Illinois legalized marijuana in 2020. Many incidents in the state suggest that opening state-regulated pot shops does not guarantee “safer” cannabis.  

Some people buy Delta-8 THC at smoke shops which also can cause extreme psychotic reactions. Illinois hasn’t banned these products, as about one-third of states have done.

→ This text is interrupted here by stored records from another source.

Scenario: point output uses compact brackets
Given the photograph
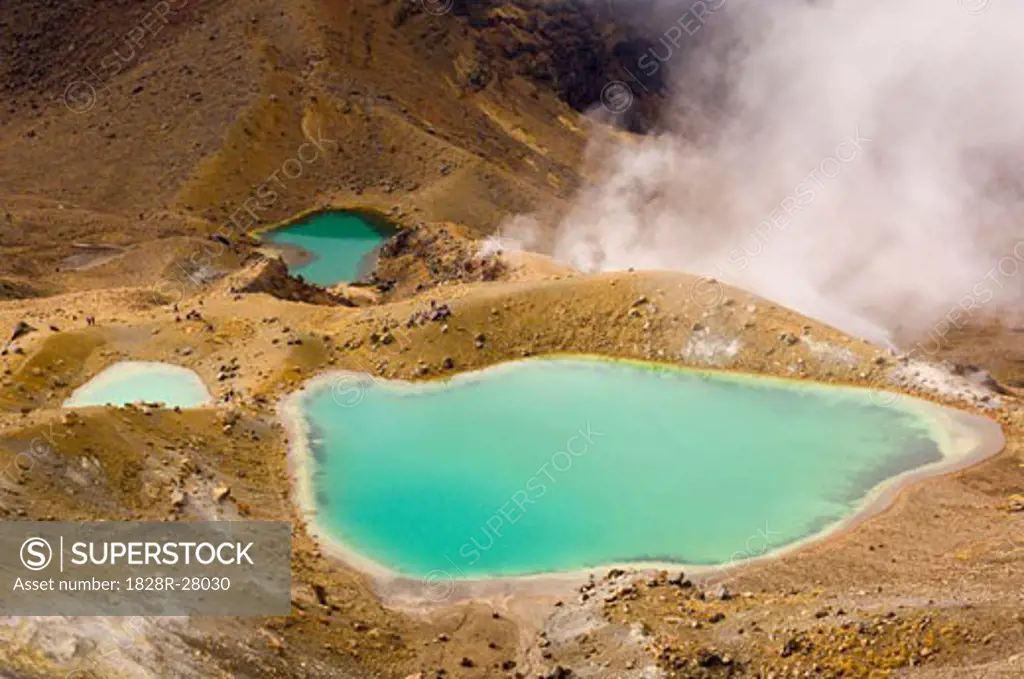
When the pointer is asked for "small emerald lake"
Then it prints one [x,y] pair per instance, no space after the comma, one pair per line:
[133,381]
[563,464]
[330,247]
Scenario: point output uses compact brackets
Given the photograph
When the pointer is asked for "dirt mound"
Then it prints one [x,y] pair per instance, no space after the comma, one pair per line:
[270,276]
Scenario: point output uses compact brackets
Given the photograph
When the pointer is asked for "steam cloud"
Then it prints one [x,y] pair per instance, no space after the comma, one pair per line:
[858,162]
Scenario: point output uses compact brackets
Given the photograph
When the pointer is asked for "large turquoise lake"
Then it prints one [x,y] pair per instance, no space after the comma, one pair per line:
[561,464]
[330,247]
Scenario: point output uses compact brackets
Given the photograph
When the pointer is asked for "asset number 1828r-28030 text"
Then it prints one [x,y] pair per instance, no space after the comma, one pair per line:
[189,584]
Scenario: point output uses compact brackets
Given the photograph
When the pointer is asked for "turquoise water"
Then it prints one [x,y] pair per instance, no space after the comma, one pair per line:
[339,243]
[554,465]
[132,381]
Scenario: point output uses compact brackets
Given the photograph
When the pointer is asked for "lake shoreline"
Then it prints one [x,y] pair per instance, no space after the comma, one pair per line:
[965,439]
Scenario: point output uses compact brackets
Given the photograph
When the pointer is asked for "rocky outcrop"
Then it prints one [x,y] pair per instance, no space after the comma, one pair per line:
[270,276]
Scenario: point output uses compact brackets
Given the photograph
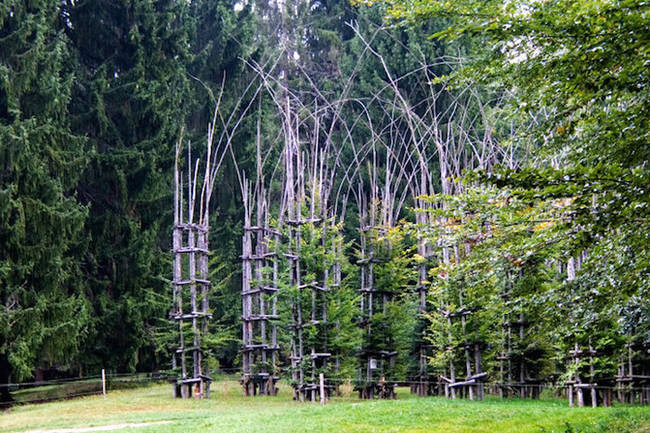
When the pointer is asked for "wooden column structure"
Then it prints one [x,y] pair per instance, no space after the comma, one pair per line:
[514,370]
[190,279]
[378,360]
[633,378]
[259,303]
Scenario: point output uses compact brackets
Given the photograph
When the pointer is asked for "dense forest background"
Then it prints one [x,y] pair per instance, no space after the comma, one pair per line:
[549,104]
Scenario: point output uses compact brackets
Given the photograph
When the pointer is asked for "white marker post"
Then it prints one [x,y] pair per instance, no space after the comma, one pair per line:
[103,383]
[322,388]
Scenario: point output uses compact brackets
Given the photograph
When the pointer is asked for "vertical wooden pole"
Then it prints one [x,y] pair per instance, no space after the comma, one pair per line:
[103,383]
[321,379]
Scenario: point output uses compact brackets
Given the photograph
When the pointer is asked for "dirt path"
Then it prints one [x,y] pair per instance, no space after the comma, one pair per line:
[109,427]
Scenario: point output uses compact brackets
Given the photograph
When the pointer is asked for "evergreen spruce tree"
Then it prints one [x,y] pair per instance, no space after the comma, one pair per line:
[130,101]
[43,314]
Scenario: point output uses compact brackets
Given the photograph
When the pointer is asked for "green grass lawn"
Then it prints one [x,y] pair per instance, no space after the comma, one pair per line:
[228,411]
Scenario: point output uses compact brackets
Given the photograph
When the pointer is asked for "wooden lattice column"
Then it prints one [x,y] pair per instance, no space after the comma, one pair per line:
[514,370]
[377,361]
[190,283]
[259,305]
[467,353]
[584,392]
[422,381]
[633,379]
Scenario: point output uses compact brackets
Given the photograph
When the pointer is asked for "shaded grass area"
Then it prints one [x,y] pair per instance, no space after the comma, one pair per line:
[228,411]
[76,388]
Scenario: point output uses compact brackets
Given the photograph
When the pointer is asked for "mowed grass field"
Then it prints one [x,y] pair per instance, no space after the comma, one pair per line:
[228,411]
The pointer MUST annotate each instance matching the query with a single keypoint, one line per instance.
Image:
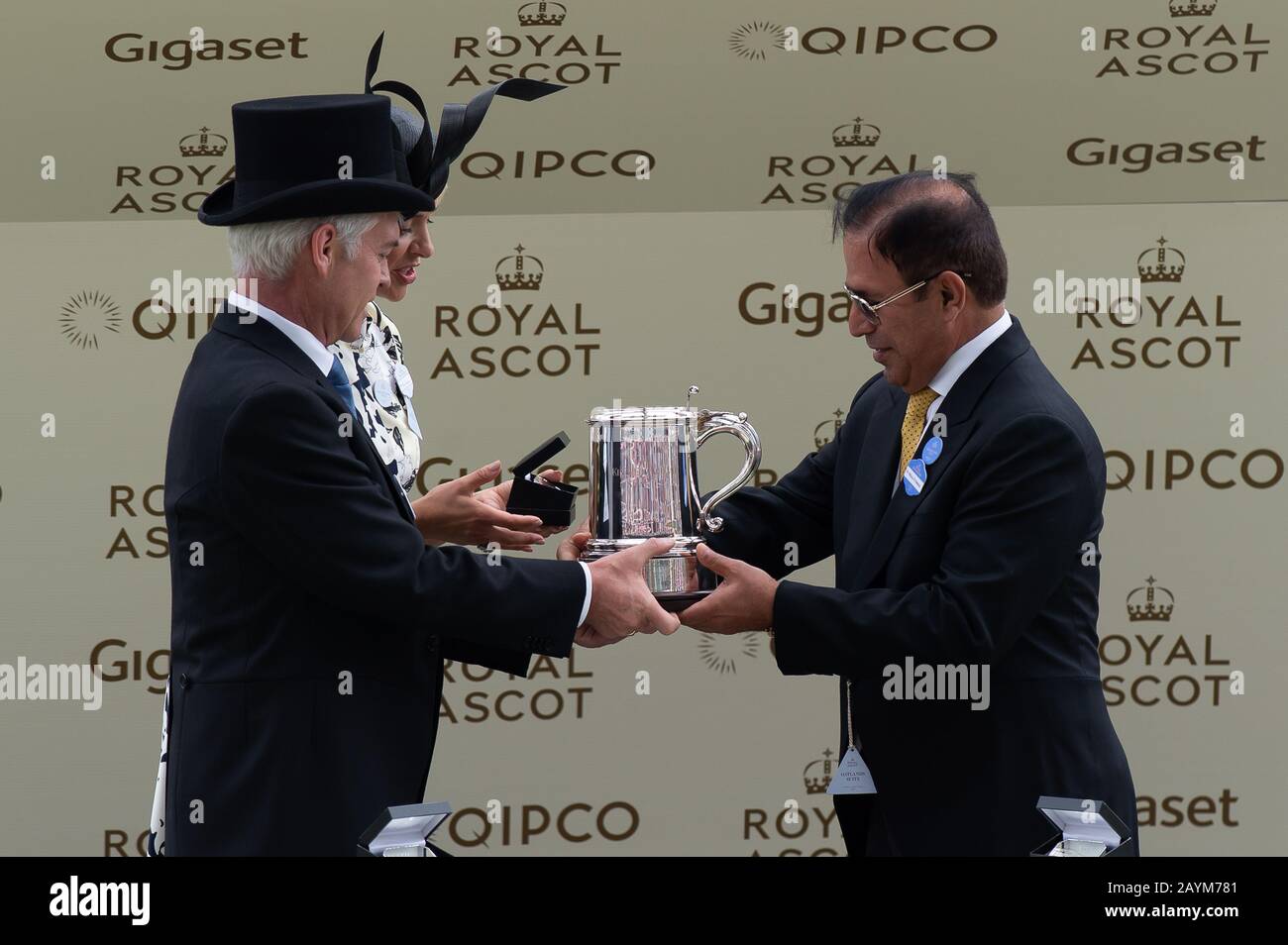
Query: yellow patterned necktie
(913, 424)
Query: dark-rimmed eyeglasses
(870, 309)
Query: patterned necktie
(913, 424)
(340, 381)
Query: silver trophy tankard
(644, 484)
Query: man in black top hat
(295, 720)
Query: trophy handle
(708, 425)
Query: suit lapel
(268, 339)
(880, 451)
(958, 408)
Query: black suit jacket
(309, 621)
(986, 566)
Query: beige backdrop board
(1090, 102)
(638, 306)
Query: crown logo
(1164, 264)
(1192, 8)
(855, 134)
(542, 14)
(1141, 604)
(518, 275)
(818, 774)
(824, 432)
(204, 145)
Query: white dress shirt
(320, 356)
(953, 368)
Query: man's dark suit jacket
(984, 566)
(309, 619)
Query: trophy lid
(1085, 819)
(658, 415)
(643, 413)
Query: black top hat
(310, 156)
(419, 158)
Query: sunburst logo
(720, 652)
(86, 316)
(755, 40)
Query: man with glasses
(962, 501)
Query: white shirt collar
(301, 336)
(965, 356)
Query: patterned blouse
(382, 385)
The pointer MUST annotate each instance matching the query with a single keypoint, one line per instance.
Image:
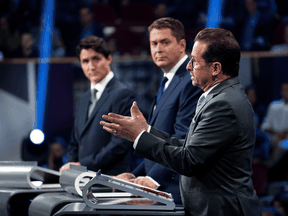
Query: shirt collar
(102, 85)
(170, 74)
(207, 92)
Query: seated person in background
(276, 125)
(26, 48)
(91, 145)
(259, 109)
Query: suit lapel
(214, 92)
(83, 109)
(110, 86)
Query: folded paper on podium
(140, 197)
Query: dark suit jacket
(215, 159)
(90, 144)
(173, 115)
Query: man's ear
(182, 43)
(216, 68)
(110, 58)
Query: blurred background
(41, 78)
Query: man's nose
(92, 65)
(158, 48)
(189, 65)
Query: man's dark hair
(221, 47)
(175, 25)
(96, 43)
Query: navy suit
(215, 158)
(173, 115)
(90, 144)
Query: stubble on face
(166, 51)
(94, 65)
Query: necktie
(161, 88)
(200, 101)
(93, 101)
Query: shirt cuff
(138, 137)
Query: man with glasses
(214, 161)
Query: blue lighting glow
(47, 23)
(214, 13)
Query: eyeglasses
(192, 62)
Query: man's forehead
(163, 33)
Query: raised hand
(124, 126)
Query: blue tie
(161, 88)
(200, 101)
(93, 101)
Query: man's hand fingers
(112, 119)
(116, 116)
(135, 110)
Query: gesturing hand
(125, 126)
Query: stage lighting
(37, 136)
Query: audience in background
(256, 34)
(27, 49)
(280, 38)
(262, 145)
(57, 45)
(259, 109)
(276, 125)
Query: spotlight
(36, 136)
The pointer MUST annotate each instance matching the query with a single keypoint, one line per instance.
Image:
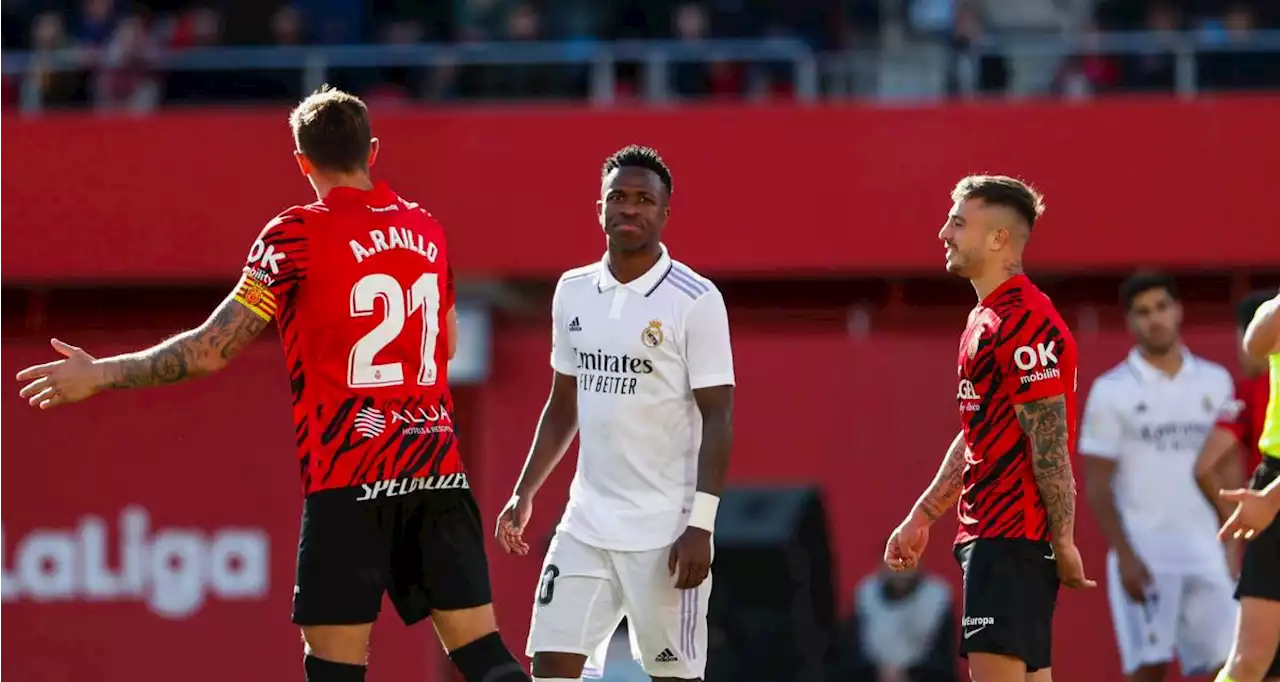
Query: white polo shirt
(1153, 426)
(639, 351)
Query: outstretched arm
(196, 352)
(1046, 426)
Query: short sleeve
(1102, 428)
(708, 352)
(275, 265)
(1029, 351)
(1234, 413)
(563, 357)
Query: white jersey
(639, 351)
(1153, 426)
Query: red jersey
(1015, 349)
(1246, 415)
(360, 288)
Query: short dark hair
(1248, 309)
(639, 156)
(1002, 191)
(1143, 282)
(332, 129)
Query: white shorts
(585, 591)
(1189, 616)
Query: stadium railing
(314, 63)
(858, 73)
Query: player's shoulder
(688, 283)
(1212, 372)
(579, 277)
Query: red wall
(868, 417)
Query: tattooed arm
(196, 352)
(1046, 426)
(945, 489)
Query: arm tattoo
(197, 352)
(947, 484)
(1045, 424)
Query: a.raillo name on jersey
(604, 372)
(392, 238)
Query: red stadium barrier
(179, 196)
(211, 463)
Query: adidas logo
(666, 657)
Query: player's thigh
(667, 626)
(343, 561)
(1206, 622)
(1146, 631)
(996, 668)
(439, 564)
(577, 604)
(1010, 594)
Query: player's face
(968, 237)
(632, 209)
(1155, 319)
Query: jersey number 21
(398, 303)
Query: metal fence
(876, 73)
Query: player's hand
(511, 525)
(690, 558)
(906, 544)
(62, 381)
(1253, 513)
(1134, 576)
(1070, 567)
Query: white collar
(644, 284)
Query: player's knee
(338, 644)
(558, 666)
(460, 627)
(488, 659)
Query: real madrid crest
(652, 334)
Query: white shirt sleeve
(1102, 429)
(563, 358)
(708, 353)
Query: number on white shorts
(397, 302)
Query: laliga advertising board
(151, 535)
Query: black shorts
(424, 549)
(1010, 590)
(1260, 570)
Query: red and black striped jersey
(360, 288)
(1014, 349)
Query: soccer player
(643, 371)
(1144, 424)
(1010, 465)
(1257, 630)
(360, 287)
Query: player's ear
(304, 163)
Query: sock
(488, 660)
(327, 671)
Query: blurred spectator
(48, 81)
(1156, 71)
(901, 630)
(973, 72)
(126, 77)
(1239, 68)
(1088, 72)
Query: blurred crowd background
(155, 53)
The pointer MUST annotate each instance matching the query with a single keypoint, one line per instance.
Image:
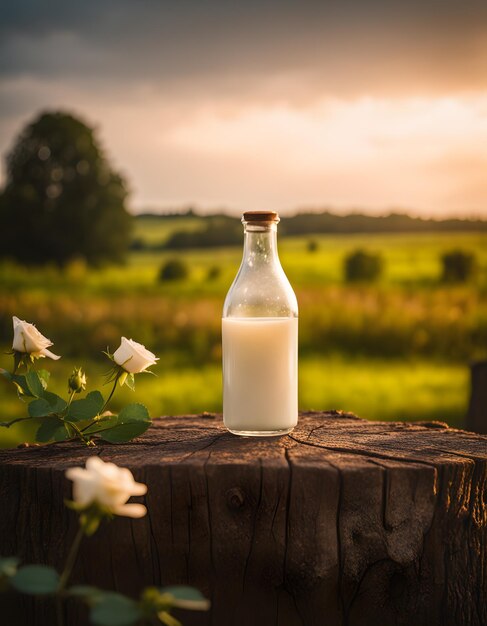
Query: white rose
(133, 356)
(108, 485)
(29, 340)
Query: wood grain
(343, 522)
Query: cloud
(276, 49)
(273, 104)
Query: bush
(62, 200)
(173, 269)
(458, 266)
(363, 266)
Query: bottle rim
(260, 217)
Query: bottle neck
(260, 245)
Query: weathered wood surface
(477, 408)
(344, 522)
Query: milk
(260, 374)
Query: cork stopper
(260, 217)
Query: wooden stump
(345, 522)
(477, 408)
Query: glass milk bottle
(260, 338)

Shame on the politicians who increased access to marijuana by legalizing it and made our lives less safe in the USA.

Other cases in the news

Sadly, these cases are not isolated events. We note a long and ongoing series of marijuana-fueled violent psychotic breaks. Take a look at a few examples:

  • Jake Notman stabbed his girlfriend more than 30 times and ran her over after eating a pot brownie. Like Spejcher, he was cleared of murder because he did not know “what was real and what was not”.   At the trial, Justice May said: “There is an obvious lesson…that cannabis can be very dangerous. It is an illegal drug for good reason.”
  • Lavrius Watson stabbed to death the mother of the children he was babysitting after eating a weed cookie and suffering an “adverse reaction”. He later pleaded “no contest” to murder.
  • Marquis Brown, a Duquesne University student, went to a friend’s apartment, smoked some weed, and then began acting erratically. When campus public safety officers arrived and tried to calm him down, Brown threw a chair through a window and leaped 16 stories to his death

The individual stories are framed by a larger narrative, as more and more research links the use of marijuana to increases in violence, self-harm,  and suicidality.   The  US ignored the warnings,  creating a more violent, drug-fueled society.  We could have prevented the Rockford tragedy, if the state hadn’t legalized marijuana.  Cannabis, not “laced” cannabis, triggers psychosis.